Salvatore, al cui interno fu firmato nel 742 il trattato fra Papa Zaccaria e il re longobardo Liutprando ricordato nel Liber pontificalis. Nel 1287 l’antica chiesa non rispondeva alle esigenze degli Agostiniani, che già nell'atto di concessione della Chiesa di San Pietro del Tirio furono autorizzati a costruirne una nuova, sempre nell'ambito parrocchiale. Il vecchio edificio rimase tuttavia in piedi fino alla metà del Seicento, tanto che Angeloni lo cita nel 1646; fu abbattuto solo per costruire Palazzo Manassei. La costruzione della nuova Chiesa di San Pietro dei fabbri ebbe inizio probabilmente nell’anno 1315, sul modello di altre chiese dell'ordine, e si concluse con il campanile nel 1430. Il convento annesso, pur se completato solo alla metà del sec. XVI con la costruzione del chiostro, era allora la struttura religiosa cittadina che poteva accogliere nel migliore dei modi ospiti di riguardo: così fu nel 1449 con papa Nicolò V e la sua corte diretti a Ferrara; nel 1464 con Pio II diretto ad Ancona; nel 1510 con il monaco agostiniano Martin Lutero; ancora nel 1841, con Gregorio XVI. Nel sec. XVIII (dopo il terremoto del 1703) e in epoca post-napoleonica la chiesa fu completamente ristrutturata. Con l'unità d’Italia il convento fu annesso al demanio statale e gli Agostiniani, ad eccezione del parroco Gregorio Savappa, lasciarono Terni.


Il 12 giugno 1944, nel corso di uno dei peggiori bombardamenti alleati che colpirono Terni, una bomba sfondò il tetto e distrusse le sovrastrutture pseudobarocche della chiesa; nel corso del restauro, queste furono del tutto eliminate, riportando alla luce la struttura precedente. San Pietro fu sede della Confraternita di Santa Monica e Sant'Agostino, attiva dal XIII al XIX secolo e della Confraternita dello Spirito Santo, costituitasi nel 1400, poi trasferitasi altrove.

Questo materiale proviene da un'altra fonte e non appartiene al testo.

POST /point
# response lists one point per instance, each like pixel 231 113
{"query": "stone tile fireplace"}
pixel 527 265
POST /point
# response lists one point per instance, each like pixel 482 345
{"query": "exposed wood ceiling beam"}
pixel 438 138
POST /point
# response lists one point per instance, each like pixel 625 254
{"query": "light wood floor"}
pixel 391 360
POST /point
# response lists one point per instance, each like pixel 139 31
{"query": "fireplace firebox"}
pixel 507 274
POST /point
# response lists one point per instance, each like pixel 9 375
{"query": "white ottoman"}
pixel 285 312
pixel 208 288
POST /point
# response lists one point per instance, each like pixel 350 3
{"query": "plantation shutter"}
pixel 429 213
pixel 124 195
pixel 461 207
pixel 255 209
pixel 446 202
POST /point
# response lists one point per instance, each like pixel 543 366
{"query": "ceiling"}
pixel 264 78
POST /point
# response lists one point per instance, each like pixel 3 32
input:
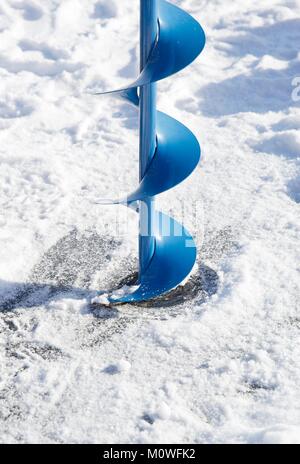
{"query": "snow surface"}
pixel 223 367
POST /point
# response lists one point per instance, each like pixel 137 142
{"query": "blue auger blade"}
pixel 176 157
pixel 180 40
pixel 173 260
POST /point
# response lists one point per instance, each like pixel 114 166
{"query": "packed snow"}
pixel 223 366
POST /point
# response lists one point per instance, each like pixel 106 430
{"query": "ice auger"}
pixel 170 39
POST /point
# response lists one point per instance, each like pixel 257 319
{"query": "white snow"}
pixel 220 368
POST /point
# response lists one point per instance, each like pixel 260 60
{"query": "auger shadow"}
pixel 66 270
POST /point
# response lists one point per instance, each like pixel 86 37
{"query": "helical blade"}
pixel 179 41
pixel 173 260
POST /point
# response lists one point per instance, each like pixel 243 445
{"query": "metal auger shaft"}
pixel 169 152
pixel 148 37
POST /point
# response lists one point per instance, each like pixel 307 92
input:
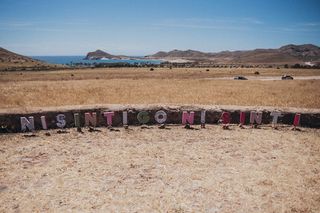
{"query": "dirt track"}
pixel 153 170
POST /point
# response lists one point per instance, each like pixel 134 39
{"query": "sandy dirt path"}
pixel 161 170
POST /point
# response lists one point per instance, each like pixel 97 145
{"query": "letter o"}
pixel 160 116
pixel 143 117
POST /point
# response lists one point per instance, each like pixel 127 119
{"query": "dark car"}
pixel 240 78
pixel 286 77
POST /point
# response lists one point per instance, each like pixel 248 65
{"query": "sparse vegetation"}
pixel 178 86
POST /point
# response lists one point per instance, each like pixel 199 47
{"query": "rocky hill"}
pixel 99 54
pixel 289 54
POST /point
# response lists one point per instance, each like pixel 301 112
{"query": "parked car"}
pixel 240 78
pixel 286 77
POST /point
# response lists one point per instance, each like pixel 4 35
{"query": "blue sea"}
pixel 72 60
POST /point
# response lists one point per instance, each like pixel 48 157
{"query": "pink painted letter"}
pixel 296 121
pixel 187 118
pixel 108 116
pixel 90 118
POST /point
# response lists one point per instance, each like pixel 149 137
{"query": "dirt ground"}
pixel 161 170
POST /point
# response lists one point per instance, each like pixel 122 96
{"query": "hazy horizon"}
pixel 138 28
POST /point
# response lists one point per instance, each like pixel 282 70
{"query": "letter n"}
pixel 255 117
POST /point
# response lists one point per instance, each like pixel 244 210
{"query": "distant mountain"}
pixel 289 54
pixel 99 54
pixel 10 60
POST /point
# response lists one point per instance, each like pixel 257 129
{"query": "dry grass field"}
pixel 166 86
pixel 151 170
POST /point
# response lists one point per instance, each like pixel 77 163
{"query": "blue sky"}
pixel 140 27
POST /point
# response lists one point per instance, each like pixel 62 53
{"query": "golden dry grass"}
pixel 165 86
pixel 176 170
pixel 145 73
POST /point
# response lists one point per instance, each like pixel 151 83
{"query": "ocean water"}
pixel 69 60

Nel 1935 o 1936 i Cappuccini abbandonarono la Chiesa di San Giuseppe, che fu affidata agli Agostiniani; nel dopoguerra, in San Giuseppe ebbe sede la Parrocchia di Sant'Andrea e Sant'Agata, fino al 1951, quando questa fu annessa alla Parrocchia di San Pietro; l’edificio di San Giuseppe fu in seguito sconsacrato e adibito ad altri usi. IL Nome della Parrocchia FU ufficializzat0 il 29 gennaio 1987.